“You are, I think, mistaken,” said Sir Wilfrid, apologizing for the interruption. “It was General ——, who gave the order.”
Sir Adolphe paused in amazement; then he said:—
“You are right. I was there, yet I had forgotten. You were not there, yet you remember. I will tell no more experiences.”
At another time, in Paris, in 1897, Sir Wilfrid and other Canadians, who had visited England for the Jubilee of Queen Victoria, were being conducted about the city. At the Arc de Triomphe, inscribed with the names of the great victories of the Napoleonic wars, an army officer undertook to give the dates of the different battles.
“Marengo,” he said, “was fought in July 14th., 1801.”

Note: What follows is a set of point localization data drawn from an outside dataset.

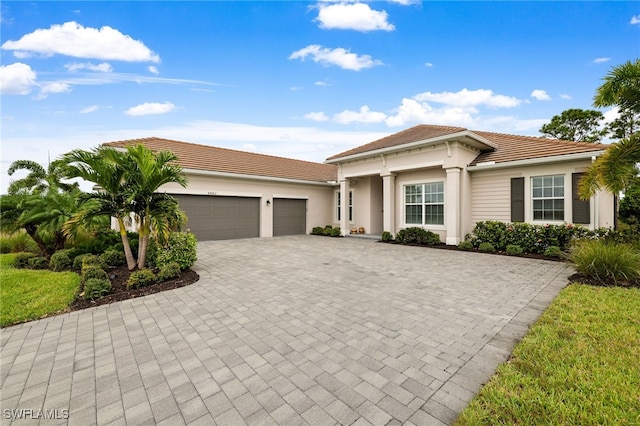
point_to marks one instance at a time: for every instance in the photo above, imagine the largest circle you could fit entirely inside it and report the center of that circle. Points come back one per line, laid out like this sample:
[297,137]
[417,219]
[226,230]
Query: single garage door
[289,216]
[221,218]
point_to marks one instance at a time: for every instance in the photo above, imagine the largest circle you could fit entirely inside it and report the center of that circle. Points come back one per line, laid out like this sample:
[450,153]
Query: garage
[289,216]
[221,218]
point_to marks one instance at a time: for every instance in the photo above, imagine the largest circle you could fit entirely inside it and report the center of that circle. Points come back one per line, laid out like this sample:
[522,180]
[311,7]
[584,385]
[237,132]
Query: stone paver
[288,330]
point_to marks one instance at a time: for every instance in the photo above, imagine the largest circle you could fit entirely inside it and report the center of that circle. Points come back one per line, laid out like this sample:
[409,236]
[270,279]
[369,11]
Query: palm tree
[107,168]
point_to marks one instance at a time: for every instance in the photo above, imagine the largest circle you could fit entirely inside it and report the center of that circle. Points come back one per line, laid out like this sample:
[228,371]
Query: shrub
[113,257]
[514,250]
[38,262]
[93,271]
[141,278]
[61,260]
[553,251]
[417,235]
[465,245]
[168,271]
[606,261]
[21,260]
[94,288]
[487,248]
[181,248]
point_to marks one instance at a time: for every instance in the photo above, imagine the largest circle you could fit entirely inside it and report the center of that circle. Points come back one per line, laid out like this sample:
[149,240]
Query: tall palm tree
[107,168]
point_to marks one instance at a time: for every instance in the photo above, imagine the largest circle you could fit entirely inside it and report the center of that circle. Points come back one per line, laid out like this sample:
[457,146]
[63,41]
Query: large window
[548,197]
[424,204]
[339,206]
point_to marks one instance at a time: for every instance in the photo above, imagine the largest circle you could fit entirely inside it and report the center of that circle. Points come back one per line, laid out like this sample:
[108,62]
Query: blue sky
[298,79]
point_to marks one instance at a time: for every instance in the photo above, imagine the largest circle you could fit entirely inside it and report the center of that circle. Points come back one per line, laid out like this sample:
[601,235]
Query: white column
[344,207]
[452,206]
[388,203]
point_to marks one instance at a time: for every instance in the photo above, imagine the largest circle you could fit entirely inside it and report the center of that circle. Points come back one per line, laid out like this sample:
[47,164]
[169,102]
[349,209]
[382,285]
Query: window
[424,204]
[339,207]
[548,197]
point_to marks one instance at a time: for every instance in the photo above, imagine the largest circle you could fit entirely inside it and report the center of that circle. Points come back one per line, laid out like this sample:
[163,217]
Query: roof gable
[214,159]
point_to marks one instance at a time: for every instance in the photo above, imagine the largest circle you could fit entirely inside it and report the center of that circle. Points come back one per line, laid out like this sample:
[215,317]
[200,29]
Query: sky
[303,80]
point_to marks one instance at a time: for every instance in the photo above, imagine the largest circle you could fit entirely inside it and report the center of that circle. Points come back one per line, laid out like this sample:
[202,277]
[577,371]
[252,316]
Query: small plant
[605,261]
[514,250]
[553,251]
[465,245]
[21,260]
[95,288]
[113,257]
[168,271]
[487,248]
[38,262]
[141,278]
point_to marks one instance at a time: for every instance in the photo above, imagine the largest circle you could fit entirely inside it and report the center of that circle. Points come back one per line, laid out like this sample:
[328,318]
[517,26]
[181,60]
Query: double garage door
[226,218]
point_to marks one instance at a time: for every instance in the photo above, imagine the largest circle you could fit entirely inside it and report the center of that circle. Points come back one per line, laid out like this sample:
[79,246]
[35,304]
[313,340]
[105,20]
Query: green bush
[514,250]
[113,257]
[553,251]
[93,271]
[141,278]
[181,248]
[21,260]
[606,261]
[487,248]
[95,288]
[465,245]
[38,262]
[168,271]
[417,235]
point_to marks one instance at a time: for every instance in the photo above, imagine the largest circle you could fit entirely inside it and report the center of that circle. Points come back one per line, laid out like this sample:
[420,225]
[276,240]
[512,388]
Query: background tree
[575,125]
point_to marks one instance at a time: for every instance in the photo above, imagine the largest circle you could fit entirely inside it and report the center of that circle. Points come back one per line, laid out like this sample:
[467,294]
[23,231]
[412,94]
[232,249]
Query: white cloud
[339,57]
[466,98]
[540,95]
[72,39]
[316,116]
[149,108]
[17,79]
[103,67]
[365,115]
[352,16]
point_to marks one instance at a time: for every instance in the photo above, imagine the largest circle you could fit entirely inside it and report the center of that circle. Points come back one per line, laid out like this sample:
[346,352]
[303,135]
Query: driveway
[288,330]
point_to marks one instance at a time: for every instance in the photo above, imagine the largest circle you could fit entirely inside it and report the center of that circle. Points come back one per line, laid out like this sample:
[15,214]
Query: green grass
[28,294]
[579,364]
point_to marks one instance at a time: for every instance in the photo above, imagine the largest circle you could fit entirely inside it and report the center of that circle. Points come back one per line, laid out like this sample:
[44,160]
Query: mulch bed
[119,291]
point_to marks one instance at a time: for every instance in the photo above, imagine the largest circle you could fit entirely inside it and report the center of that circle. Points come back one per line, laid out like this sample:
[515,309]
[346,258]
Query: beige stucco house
[444,179]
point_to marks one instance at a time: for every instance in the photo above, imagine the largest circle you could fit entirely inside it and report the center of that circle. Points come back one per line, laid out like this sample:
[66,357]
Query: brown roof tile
[210,158]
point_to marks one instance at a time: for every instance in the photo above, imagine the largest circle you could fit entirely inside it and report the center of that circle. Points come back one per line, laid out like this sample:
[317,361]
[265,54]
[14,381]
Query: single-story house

“Was it not 1800?” asked Sir Wilfrid.
“It was,” replied the officer, abashed. “Evidently we must go to Canada to learn French history.”
Sir Wilfrid Laurier in a very real sense was passionately fond of children. He relaxed to them, he loved them, and they loved him. Children seemed to get closer to “the Chief” than anyone else. There were times, in the stress of big events, when matters of policy were to be determined, when situations had to be gauged and met, when Sir Wilfrid seemed to shut himself behind an expressionless face to do his thinking. His friends and lieutenants sought counsel from him then without success. No premature intimations were forthcoming. He became to all associated with him a seeker—not a giver—of information. One left his presence, having gone for guidance, with the conviction that he had laid bare his whole mind and thought at the delicate prompting of the Chief’s skilful interrogations, but realizing that the latter had communicated nothing.
At the time of the long naval debate and Parliamentary embroglio, when the threat of closures was in the air and all the strategy of statecraft was being brought into play by both parties, a Liberal caucus waited anxiously one winter morning for the advent of the leader. Newspaper-men who proceeded to the main entrance eagerly watching for his coming witnessed the septuagenarian spending the valuable moments prodding in the snow with his walking-stick and seeking to locate a “lost mitt” of an all-alone baby girl, who was crying pathetically at her loss and the cold. It was only when the missing mitten was found and restored and the child had been comforted that Sir Wilfrid turned his attention to the waiting caucus and the problems of the moment.